Arrivés à Bethléem, les Mages virent l’Enfant avec Marie, sa mère (Mt 2, 11). « Devant cet enfant pauvre, commente toujours Chrysostome, ils ne sont pas déçus, car ils cherchaient le roi du Ciel et non un roi de la terre. C’est l’étoile qui témoigne pour cet enfant, l’Esprit Saint qui leur fait comprendre. »
Puis les Mages manifestent les grandeurs de cet Enfant par leurs cadeaux. Ils offrent de l’or car II est roi, de l’encens car II est Dieu, et de la myrrhe pour signifier que c’est aussi un homme mortel. Enfin, ils sont prévenus en songe de ne pas retourner à Jérusalem (Mt 2, 12). Ce détail montre le soin que Dieu prend de ceux qui Le servent. Notre-Seigneur se manifeste aussi comme la divine Providence… Alors, ils revinrent par un autre chemin (Mt 2, 12). De retour chez eux, explique l’intarissable Chrysostome, ils se montrèrent plus que jamais adorateurs fidèles du vrai Dieu, en instruisant un grand nombre par leur prédication.
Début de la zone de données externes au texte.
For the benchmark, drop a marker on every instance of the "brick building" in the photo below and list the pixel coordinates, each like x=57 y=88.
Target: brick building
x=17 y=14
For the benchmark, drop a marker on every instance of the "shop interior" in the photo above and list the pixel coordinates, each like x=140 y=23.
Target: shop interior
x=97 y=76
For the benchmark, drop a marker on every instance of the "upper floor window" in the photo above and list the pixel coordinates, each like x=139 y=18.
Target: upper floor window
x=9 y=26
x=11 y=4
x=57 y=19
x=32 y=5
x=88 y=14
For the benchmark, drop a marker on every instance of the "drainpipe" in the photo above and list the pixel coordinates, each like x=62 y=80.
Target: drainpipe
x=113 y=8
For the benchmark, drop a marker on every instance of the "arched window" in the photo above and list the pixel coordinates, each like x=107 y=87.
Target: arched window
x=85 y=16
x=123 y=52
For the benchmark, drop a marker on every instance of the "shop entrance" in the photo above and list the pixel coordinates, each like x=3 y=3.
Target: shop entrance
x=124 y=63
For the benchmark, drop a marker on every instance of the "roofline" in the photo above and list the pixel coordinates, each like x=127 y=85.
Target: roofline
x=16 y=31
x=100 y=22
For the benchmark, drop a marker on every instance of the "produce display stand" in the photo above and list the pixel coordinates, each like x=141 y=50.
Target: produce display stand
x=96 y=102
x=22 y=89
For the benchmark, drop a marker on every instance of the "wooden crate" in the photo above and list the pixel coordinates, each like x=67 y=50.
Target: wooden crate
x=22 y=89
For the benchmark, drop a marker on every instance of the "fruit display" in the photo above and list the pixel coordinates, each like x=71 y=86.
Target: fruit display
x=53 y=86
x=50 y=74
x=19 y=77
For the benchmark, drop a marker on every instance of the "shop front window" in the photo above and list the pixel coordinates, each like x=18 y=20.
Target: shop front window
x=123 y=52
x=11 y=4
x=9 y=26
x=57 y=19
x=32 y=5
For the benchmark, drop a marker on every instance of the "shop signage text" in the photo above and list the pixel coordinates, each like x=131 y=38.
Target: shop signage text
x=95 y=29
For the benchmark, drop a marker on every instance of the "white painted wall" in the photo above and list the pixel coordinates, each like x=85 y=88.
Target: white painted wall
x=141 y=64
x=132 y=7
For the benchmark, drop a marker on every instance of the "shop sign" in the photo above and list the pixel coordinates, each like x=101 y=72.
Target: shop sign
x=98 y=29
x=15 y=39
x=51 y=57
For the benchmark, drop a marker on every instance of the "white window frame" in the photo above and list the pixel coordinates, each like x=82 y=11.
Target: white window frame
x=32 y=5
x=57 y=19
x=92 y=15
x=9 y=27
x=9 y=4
Monseigneur Gaume, dans ses Biographies évangéliques, écrit qu’en l’an 44, l’apôtre saint Thomas, partant pour les Indes, traversa l’Arabie. Il trouva les trois Rois Mages, les baptisa et leur confia l’apostolat de leur nation. « Ils s’en acquittèrent avec un zèle proportionné aux grâces privilégiées dont ils avaient été l’objet. » Ils furent martyrisés dans la ville de Sessania des Adrumètes, aujourd’hui détruite. Leurs corps, recueillis par les chrétiens, furent transportés plus tard à Constantinople, dans l’église Sainte-Sophie, puis à Milan où ils furent vénérés pendant 600 ans. En 1164, devant l’imminence du sac de Milan, leurs reliques furent confiées à l’archevêque de Cologne. C’est dans cette ville que l’on célèbre désormais saint Gaspard (le 1er janvier), saint Melchior (le 6) et saint Balthasar (le 11).
Que les Rois Mages intercèdent pour nous et nous aident à manifester Jésus-Christ, dans ce monde de plus en plus païen.